Good afternoon to the chair, vice-chair and members of the Standing Committee on Finance. My name is Alex, and I am the executive director of Fintechs Canada.
Fintechs Canada is an industry association of Canada's most innovative financial technology companies. Our members collectively serve millions of Canadians on a daily basis.
Economic growth has slowed. Life is increasingly unaffordable. Canadian productivity has reached emergency status. At Fintechs Canada, we believe in whole-of-government solutions to problems like these.
One critical part of the solution needs to be boosting competition in banking, because our banking sector is partly to blame for the problem. That means passing the bits and pieces of an open banking framework we're starting to see in Bill C-69 without delay.

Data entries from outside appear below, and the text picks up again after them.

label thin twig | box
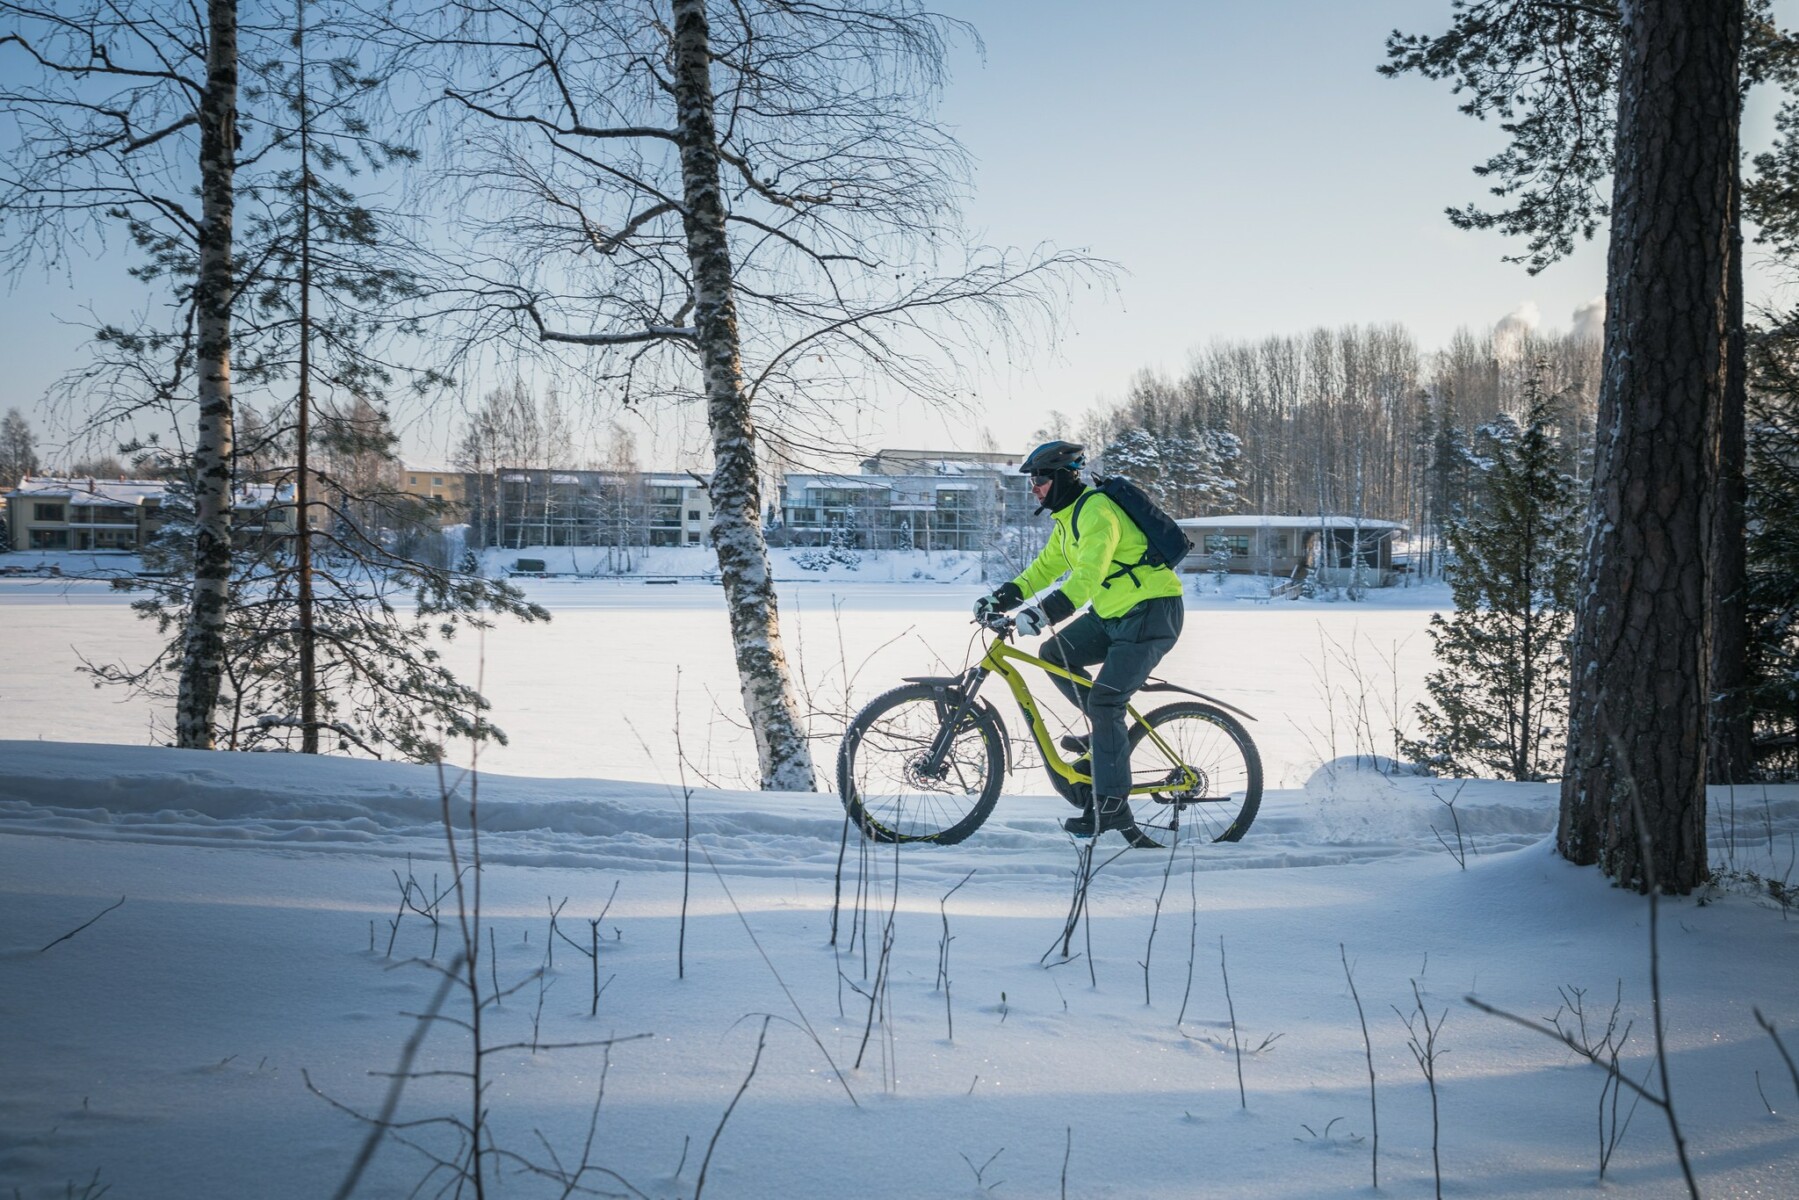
[699,845,858,1107]
[693,1016,770,1200]
[39,895,125,952]
[1755,1007,1799,1102]
[1222,935,1246,1108]
[316,959,462,1200]
[1341,943,1378,1189]
[938,869,975,1041]
[1177,848,1199,1028]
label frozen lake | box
[0,575,1448,790]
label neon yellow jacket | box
[1011,488,1184,621]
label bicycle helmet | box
[1019,440,1085,476]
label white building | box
[1177,514,1407,587]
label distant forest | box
[1061,321,1601,565]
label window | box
[1204,534,1249,556]
[432,476,443,486]
[810,487,873,508]
[687,509,700,521]
[29,528,68,549]
[408,476,417,485]
[33,502,65,522]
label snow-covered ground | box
[3,576,1798,1199]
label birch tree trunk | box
[668,0,816,790]
[175,0,240,749]
[1558,0,1740,893]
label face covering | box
[1038,469,1084,514]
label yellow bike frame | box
[971,633,1200,797]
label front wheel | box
[837,683,1006,844]
[1121,702,1263,848]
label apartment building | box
[459,468,713,550]
[7,477,169,551]
[5,476,298,552]
[779,453,1036,552]
[399,466,466,523]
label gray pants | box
[1038,596,1185,801]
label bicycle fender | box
[900,676,1015,776]
[1138,679,1257,722]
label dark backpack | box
[1070,476,1193,581]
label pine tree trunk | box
[668,0,816,791]
[1709,148,1752,784]
[296,15,320,755]
[175,0,240,749]
[1558,0,1740,893]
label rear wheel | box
[837,683,1006,844]
[1120,702,1262,848]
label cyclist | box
[974,440,1186,837]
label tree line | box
[1071,321,1600,565]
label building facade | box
[4,477,298,553]
[778,453,1037,553]
[458,468,714,551]
[399,467,467,523]
[1176,514,1406,586]
[7,478,167,551]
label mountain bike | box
[836,610,1263,847]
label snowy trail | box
[6,741,1796,892]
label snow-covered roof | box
[14,477,167,507]
[10,476,295,515]
[860,449,1020,476]
[1178,514,1407,532]
[788,476,888,491]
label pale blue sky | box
[897,0,1791,449]
[3,1,1792,467]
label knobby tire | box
[837,683,1005,844]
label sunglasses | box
[1030,471,1055,485]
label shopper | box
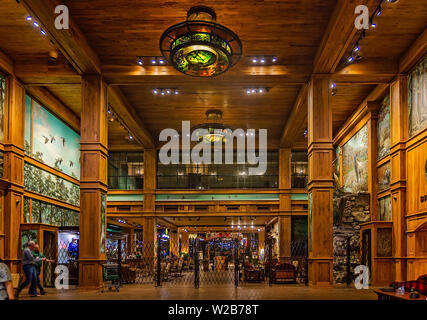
[33,244,54,295]
[0,258,14,300]
[16,241,45,298]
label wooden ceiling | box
[0,0,426,149]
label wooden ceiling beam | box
[313,0,379,74]
[108,86,155,149]
[0,49,14,75]
[21,0,101,74]
[102,65,311,85]
[331,58,399,84]
[399,27,427,73]
[280,84,308,148]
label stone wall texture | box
[333,190,370,284]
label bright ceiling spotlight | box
[153,89,158,94]
[370,19,376,28]
[252,58,258,63]
[40,29,46,36]
[33,21,39,28]
[160,6,242,77]
[246,89,251,94]
[151,59,157,64]
[258,88,264,93]
[348,56,354,63]
[26,16,32,21]
[272,57,277,63]
[354,45,360,52]
[260,58,265,63]
[137,58,143,65]
[174,89,179,95]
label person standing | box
[16,241,45,298]
[33,244,54,295]
[0,258,14,300]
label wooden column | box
[180,229,189,254]
[307,76,334,287]
[142,217,155,253]
[143,148,157,256]
[79,75,108,289]
[3,77,25,273]
[390,76,407,281]
[367,105,379,220]
[278,217,291,261]
[170,229,179,257]
[279,148,292,261]
[143,148,156,213]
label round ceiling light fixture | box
[191,110,232,144]
[159,6,242,77]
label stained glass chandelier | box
[192,110,232,144]
[159,6,242,77]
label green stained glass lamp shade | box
[160,6,242,77]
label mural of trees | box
[24,162,80,206]
[24,197,79,227]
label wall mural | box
[24,197,79,227]
[377,161,391,192]
[408,56,427,137]
[342,124,369,193]
[100,193,106,254]
[334,146,341,186]
[377,95,390,159]
[378,195,391,221]
[25,95,81,179]
[24,163,80,206]
[377,228,392,257]
[0,74,5,143]
[21,230,38,250]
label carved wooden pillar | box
[3,77,25,273]
[79,75,108,289]
[279,148,292,261]
[307,76,334,287]
[390,76,407,281]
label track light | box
[151,59,156,64]
[348,56,354,63]
[137,57,143,66]
[33,21,39,28]
[252,58,258,63]
[376,6,382,16]
[370,18,376,28]
[153,88,178,95]
[272,57,277,63]
[40,29,46,36]
[26,16,32,21]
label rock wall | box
[333,190,370,284]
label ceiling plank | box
[25,86,80,132]
[21,0,101,74]
[280,84,308,148]
[108,86,155,149]
[399,27,427,73]
[313,0,378,73]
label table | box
[373,289,427,300]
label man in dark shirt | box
[16,241,44,298]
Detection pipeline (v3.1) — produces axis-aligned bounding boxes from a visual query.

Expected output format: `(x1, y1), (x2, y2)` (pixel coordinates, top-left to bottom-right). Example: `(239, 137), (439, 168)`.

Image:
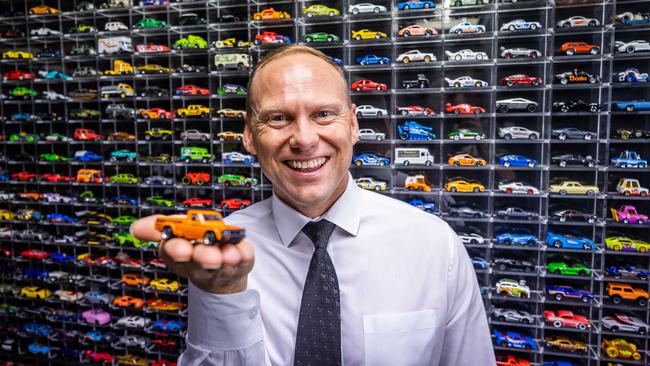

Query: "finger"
(130, 214), (185, 241)
(159, 238), (194, 263)
(235, 238), (255, 263)
(220, 244), (242, 267)
(193, 244), (224, 269)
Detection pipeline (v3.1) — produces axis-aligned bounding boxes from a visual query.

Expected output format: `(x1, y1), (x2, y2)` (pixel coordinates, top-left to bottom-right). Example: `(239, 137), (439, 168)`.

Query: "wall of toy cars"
(0, 0), (649, 365)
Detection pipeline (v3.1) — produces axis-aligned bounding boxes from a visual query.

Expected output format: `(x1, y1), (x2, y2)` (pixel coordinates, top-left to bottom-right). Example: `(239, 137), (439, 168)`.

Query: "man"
(132, 45), (495, 365)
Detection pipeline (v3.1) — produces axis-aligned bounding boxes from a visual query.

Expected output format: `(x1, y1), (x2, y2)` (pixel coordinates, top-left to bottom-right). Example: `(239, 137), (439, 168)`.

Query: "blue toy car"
(352, 153), (390, 167)
(407, 199), (436, 213)
(612, 100), (650, 112)
(22, 267), (49, 280)
(356, 54), (391, 65)
(492, 329), (537, 350)
(328, 56), (343, 66)
(496, 229), (537, 246)
(472, 257), (489, 269)
(48, 309), (79, 322)
(397, 1), (436, 10)
(605, 264), (649, 280)
(546, 285), (593, 302)
(39, 70), (71, 79)
(56, 347), (79, 359)
(21, 322), (52, 337)
(498, 154), (538, 167)
(81, 330), (112, 343)
(546, 231), (596, 250)
(111, 195), (139, 205)
(73, 150), (102, 162)
(46, 213), (78, 224)
(84, 290), (113, 305)
(50, 252), (76, 265)
(10, 113), (37, 121)
(397, 121), (436, 140)
(28, 342), (49, 355)
(36, 49), (61, 58)
(610, 150), (647, 168)
(150, 319), (186, 333)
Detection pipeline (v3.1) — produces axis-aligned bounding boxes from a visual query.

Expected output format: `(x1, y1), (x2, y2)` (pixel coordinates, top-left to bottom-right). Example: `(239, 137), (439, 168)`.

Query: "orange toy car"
(122, 273), (151, 287)
(113, 295), (144, 309)
(146, 298), (185, 311)
(251, 7), (291, 20)
(448, 153), (487, 166)
(155, 209), (244, 245)
(404, 174), (432, 192)
(607, 283), (649, 306)
(557, 42), (600, 56)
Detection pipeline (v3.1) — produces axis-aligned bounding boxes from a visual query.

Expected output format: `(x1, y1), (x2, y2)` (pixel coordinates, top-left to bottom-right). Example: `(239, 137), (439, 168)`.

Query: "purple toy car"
(82, 309), (110, 325)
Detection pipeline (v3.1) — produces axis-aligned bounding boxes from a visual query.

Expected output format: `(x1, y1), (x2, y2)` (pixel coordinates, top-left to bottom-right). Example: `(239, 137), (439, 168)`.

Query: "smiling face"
(243, 52), (358, 218)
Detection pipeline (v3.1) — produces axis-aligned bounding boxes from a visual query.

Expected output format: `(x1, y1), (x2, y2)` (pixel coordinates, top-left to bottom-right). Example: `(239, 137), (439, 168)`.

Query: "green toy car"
(217, 174), (257, 187)
(134, 240), (158, 249)
(109, 173), (140, 184)
(41, 132), (70, 142)
(146, 195), (175, 207)
(134, 17), (169, 29)
(70, 109), (100, 119)
(39, 153), (71, 162)
(112, 231), (140, 246)
(112, 215), (137, 226)
(10, 87), (38, 99)
(447, 129), (486, 140)
(179, 147), (214, 163)
(173, 35), (207, 49)
(144, 128), (173, 140)
(10, 132), (38, 142)
(302, 32), (340, 43)
(547, 262), (591, 276)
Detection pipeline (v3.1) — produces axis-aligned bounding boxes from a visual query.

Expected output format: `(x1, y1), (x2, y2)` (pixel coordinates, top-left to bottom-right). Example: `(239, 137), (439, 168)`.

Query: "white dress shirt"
(179, 173), (495, 366)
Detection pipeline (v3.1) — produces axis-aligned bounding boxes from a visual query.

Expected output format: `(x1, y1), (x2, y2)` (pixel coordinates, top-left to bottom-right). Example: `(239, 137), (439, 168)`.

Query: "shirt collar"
(271, 172), (361, 247)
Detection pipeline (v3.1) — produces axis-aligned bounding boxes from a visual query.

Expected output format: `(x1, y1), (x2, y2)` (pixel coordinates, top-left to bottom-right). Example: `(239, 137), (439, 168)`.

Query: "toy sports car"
(546, 231), (596, 250)
(348, 3), (387, 14)
(498, 154), (537, 167)
(397, 1), (435, 10)
(495, 229), (537, 246)
(546, 285), (593, 302)
(445, 103), (485, 114)
(496, 98), (538, 113)
(445, 49), (489, 61)
(553, 99), (600, 113)
(355, 177), (387, 191)
(556, 16), (600, 28)
(617, 67), (650, 83)
(356, 54), (391, 65)
(444, 76), (488, 88)
(352, 153), (390, 166)
(396, 50), (435, 63)
(356, 105), (388, 116)
(447, 152), (486, 167)
(450, 22), (485, 34)
(351, 79), (388, 91)
(500, 74), (543, 86)
(351, 29), (388, 40)
(614, 40), (650, 54)
(499, 47), (542, 59)
(554, 69), (600, 84)
(302, 32), (340, 43)
(398, 24), (438, 37)
(500, 19), (542, 31)
(492, 329), (537, 350)
(612, 100), (650, 112)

More competition in banking will make life more affordable for Canadians. Canada's banking sector is heavily concentrated, with little change over the past decade. Canadians pay higher banking fees than consumers in similar markets, such as the United Kingdom and Australia.
Canada's big banks make more and more of their money from what's called non-interest income—in other words, fees. These include account and investment management fees, payment processing fees and administrative fees on mortgages and other loans.
More competition in banking will also boost Canada's productivity. Canada's economy is mostly made up of small businesses, but Canada's small businesses receive less financing from our banks and pay more for it than their peers in other countries. Weak investment in Canada's small business community is a long-standing issue. How can our economy run at its best when the engine has no fuel to run on?
Consumer-driven banking will help boost competition in banking by putting consumers in control of their financial information. Suppose you're a recent immigrant who can't qualify for a loan because you don't have a Canadian credit history. With open banking, you can reliably and securely share your monthly rent payments with Borrowell's Rent Advantage app to build your credit score.
Maybe you're a small business and you don't want to rely on spreadsheets to manage your books. You can use open banking to reliably and securely share your transaction data with accounting platforms like Xero to automate your bookkeeping.
If you're having trouble tracking investment accounts at different banks, there are apps that let you view and manage them in a single dashboard. However, to share your data securely and reliably, you need open banking.
By empowering Canadians to reliably and securely share their financial information, Canadians will be better able to vote with their wallets. They can decide for themselves who will serve them best. What's more, Canadians can do this without having to decipher who's the most secure and resilient because of the consumer protection that comes with open banking.
As I have written before, open banking isn't really about opening the vault of financial data. That much has already happened. It's actually about closing it again and putting Canadians in charge, letting Canadians decide whom it can be open for, when it can be opened, how long it can be opened and for what purpose.
This is why Canada needs the consumer-driven banking act. It also needs a regulator such as the FCAC, well equipped for the job of policing the industry. The longer we wait, the further and further we will fall behind our G7 counterparts, who have already put their financial sectors to work to make their economies more competitive, affordable and productive.